Other artists that came of age during hip hop’s new school era include Queen Latifah, who,

along with Salt-n-Pepa, brought women into the genre, the Fresh Prince, aka, Will Smith, and

M.C. Hammer, all of whom popularized hip hop music even more.
As hip hop grew in popularity, it expanded beyond its regional roots, too. In 1989, Straight

Outta Compton became the most prominent hip hop album to emerge from somewhere

besides New York City. The East Coast, West Coast divide evolved into a full on rivalry

between the two groups, which ended with the unsolved murders of Tupac Shakur. From the

ashes of the rivalry between the East and West Coasts came late 1990s hip hop, which saw

artists like the Wu-Tang Clan, the Fugees, and Diddy reach new levels of popularity. Hip hop

became a worldwide phenomenon at this point, too with new audiences and artists emerging

in places like Tokyo, Cape Town, London, and Paris. By the turn of the century, hip hop was

the best-selling music genre in the United States.

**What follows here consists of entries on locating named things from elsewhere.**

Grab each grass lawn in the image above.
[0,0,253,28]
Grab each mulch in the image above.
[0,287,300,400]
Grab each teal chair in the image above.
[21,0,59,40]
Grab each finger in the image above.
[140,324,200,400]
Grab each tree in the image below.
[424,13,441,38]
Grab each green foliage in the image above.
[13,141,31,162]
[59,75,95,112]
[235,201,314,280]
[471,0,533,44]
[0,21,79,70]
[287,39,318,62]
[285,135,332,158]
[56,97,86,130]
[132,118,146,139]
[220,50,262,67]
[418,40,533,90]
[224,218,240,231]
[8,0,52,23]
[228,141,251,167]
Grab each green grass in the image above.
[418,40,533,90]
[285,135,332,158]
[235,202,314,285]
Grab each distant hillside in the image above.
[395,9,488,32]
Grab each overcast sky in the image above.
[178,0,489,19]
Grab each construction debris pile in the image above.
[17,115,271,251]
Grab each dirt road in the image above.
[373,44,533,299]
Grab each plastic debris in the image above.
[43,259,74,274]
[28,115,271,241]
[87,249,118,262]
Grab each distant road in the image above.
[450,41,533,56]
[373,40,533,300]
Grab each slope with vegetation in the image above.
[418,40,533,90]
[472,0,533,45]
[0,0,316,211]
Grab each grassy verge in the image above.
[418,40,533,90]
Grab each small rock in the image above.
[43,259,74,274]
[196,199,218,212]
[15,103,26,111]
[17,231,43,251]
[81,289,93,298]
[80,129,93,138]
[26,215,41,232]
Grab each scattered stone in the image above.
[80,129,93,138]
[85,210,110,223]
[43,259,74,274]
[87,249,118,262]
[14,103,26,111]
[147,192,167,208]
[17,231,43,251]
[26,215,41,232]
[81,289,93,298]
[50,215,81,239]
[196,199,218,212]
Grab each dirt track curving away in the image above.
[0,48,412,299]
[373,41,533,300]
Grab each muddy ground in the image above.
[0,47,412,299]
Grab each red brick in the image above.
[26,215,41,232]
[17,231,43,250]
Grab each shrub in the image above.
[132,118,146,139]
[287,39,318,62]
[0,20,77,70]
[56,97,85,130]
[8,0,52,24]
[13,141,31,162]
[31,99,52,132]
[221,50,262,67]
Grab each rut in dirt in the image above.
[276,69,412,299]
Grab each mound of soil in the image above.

The 21st century was a tough time for the music industry. The advent of streaming services

affected all genres, including hip hop. Despite the monetary effects of the shift in music

delivery, hip hop retains its prominence, influencing musicians of all genres. Over the last

decade, hip hop has moved further from its East and West coast roots. New epicenters for the

genre have emerged in New Orleans, Atlanta, Houston, and Detroit, as well as in other cities

throughout the United States. Building off of the original four pillars that defined the genre,

hip hop artists touch every part of American culture, from dance to politics. While the future

of the music industry remains uncertain, one thing’s for sure: hip hop is here to stay.